Ida is a prosimian in the family Adapidae - similar to present-day lemurs - and the type of primate that may have been ancestor to Anthropoidea - including present-day monkeys, apes and humans. The scientists studying Ida were careful not to claim that she was necessarily of a species ancestral to humans.
Note that Darwinius masillae, and adapoids contemporary with early tarsioids, could represent a stem group from which later anthropoid primates evolved, but we are not advocating this here, nor do we consider either Darwinius or adapoids to be anthropoids.
At least they were careful until they started talking to the press, where one author claimed Ida is "the closest thing we can get to a direct ancestor". The hype may have something to do with the History Channel special - "The Link" - featuring the discovery, which was announced alongside the paper. The program's web site has more hyperbolic quotes, my favorit being from the paper's lead author Jens Lorenz Franzen:
"When our results are published, it will be just like an asteroid hitting the Earth."
Presumably without all the death and destruction.

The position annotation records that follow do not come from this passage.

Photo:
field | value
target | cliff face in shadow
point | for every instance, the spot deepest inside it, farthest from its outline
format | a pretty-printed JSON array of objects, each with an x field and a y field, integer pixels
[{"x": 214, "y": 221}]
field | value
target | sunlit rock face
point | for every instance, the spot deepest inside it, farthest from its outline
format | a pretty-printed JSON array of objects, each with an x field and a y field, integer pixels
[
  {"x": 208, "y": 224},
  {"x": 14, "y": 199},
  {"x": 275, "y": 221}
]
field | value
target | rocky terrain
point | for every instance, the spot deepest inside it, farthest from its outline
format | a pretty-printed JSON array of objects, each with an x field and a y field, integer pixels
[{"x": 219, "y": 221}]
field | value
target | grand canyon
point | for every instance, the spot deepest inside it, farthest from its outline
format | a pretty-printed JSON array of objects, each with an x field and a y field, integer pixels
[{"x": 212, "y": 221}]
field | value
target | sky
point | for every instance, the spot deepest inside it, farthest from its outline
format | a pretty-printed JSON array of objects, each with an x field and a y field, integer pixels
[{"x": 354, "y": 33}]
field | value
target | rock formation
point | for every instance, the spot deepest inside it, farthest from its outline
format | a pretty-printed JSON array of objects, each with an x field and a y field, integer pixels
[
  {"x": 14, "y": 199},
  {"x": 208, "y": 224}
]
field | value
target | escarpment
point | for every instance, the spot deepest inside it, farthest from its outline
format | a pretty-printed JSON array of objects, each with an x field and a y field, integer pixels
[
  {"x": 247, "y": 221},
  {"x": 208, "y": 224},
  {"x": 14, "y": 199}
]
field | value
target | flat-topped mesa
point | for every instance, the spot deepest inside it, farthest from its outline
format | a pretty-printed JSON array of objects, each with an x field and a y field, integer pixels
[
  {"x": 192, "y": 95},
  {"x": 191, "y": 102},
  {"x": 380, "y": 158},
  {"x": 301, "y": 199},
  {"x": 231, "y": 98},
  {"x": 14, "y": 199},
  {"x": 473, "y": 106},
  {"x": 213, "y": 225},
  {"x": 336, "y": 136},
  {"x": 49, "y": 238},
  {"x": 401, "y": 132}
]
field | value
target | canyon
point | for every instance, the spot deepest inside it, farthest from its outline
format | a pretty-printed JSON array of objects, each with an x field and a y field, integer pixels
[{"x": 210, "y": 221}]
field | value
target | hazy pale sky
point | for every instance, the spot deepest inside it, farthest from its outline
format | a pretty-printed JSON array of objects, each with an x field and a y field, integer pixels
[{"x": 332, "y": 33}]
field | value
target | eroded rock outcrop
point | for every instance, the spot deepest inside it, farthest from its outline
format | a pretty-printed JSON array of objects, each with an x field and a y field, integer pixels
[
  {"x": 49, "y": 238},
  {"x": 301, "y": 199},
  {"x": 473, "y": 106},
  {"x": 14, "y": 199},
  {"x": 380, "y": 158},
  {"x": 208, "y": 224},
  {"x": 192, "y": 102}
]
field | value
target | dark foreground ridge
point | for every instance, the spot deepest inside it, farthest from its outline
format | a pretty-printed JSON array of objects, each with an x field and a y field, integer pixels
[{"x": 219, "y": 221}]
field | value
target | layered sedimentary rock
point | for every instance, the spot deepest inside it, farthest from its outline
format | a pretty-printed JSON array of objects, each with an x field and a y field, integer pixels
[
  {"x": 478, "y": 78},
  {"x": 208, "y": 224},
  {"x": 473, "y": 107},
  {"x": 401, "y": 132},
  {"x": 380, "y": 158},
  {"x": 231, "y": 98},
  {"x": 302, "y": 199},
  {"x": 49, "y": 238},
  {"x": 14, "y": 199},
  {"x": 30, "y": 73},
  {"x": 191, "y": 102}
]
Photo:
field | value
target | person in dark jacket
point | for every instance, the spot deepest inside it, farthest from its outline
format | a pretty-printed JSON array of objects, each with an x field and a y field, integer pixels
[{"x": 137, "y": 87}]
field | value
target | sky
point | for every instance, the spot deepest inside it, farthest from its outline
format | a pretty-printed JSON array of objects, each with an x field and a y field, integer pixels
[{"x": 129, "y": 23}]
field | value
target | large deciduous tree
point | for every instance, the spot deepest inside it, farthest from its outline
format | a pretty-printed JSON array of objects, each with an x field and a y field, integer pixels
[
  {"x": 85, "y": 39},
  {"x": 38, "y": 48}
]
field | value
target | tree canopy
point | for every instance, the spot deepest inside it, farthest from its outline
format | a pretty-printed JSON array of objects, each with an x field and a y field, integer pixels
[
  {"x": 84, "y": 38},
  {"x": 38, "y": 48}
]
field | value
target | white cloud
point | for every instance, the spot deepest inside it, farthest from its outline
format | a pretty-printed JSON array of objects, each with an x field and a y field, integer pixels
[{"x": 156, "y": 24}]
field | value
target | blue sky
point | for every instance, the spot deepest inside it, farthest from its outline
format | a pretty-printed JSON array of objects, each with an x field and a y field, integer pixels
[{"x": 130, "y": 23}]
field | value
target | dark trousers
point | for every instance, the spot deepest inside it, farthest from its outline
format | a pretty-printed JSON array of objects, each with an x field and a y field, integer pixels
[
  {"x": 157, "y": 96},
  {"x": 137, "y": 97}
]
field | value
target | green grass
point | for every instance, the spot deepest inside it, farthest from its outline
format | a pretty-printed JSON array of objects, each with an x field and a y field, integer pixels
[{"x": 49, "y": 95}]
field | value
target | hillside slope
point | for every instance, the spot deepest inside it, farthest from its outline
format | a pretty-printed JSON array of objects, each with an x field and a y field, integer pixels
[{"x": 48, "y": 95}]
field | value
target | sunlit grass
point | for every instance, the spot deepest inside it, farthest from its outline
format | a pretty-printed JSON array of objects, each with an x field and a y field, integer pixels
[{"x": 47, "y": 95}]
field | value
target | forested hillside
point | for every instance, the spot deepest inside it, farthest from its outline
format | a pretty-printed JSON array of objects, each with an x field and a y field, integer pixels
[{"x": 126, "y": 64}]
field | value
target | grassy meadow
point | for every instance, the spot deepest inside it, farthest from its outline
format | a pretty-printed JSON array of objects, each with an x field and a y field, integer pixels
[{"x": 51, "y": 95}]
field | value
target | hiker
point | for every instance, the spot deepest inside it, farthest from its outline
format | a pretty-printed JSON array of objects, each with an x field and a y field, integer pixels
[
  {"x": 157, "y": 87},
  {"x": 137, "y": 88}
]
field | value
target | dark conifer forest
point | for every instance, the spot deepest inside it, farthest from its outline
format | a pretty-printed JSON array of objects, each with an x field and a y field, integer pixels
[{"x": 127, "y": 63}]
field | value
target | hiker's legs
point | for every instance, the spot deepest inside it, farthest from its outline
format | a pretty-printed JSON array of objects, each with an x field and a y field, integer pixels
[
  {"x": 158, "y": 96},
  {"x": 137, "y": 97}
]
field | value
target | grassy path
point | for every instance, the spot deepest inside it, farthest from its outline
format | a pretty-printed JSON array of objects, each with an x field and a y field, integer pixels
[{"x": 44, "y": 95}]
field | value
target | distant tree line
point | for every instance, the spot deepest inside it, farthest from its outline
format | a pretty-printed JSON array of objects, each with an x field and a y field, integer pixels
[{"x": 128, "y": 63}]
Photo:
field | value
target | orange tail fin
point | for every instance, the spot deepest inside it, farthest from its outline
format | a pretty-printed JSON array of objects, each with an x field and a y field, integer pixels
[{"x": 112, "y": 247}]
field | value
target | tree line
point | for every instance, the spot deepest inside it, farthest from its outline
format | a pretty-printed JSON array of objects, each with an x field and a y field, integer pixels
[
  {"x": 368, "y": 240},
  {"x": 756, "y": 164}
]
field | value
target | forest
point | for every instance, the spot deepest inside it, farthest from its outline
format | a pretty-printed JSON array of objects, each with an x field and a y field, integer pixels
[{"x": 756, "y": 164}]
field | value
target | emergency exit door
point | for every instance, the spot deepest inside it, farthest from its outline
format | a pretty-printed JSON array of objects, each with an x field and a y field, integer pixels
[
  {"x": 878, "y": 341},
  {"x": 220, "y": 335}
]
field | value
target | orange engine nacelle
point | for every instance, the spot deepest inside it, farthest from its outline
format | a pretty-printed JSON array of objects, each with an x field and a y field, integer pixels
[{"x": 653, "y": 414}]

To add to the hype, many of the articles in the mainstream media have touted the find as "the missing link" - a non-sensical term, since every new fossil species is a new link in the evolutionary record. As the quote from The Lost World suggests, the phrase had already fallen out of favor by the beginning of the 20th century, so it's simply bad science journalism for news reports to be using it now.

And it's not just the media hype that's at issue. At Laelaps Brian Switek has raised some questions as to the quality of the paper's analysis of the fossil. I'm not well-versed enough in paleontology to give my opinion on that. However, I do find it troubling that the History channel's PR department and the scientists' own self-promotion are providing a false picture of the significance of this fossil find. I suspect that the over-the-top promotion will be a turnoff to many people who already assume that scientists routinely exaggerate their findings.

And I doubt Stephen Baxter will feel the need to add a chapter to Evolution.

For more coverage, Carl Zimmer has a nice post about the science and they hype and see Bora's roundup of related links at A Blog Around the Clock.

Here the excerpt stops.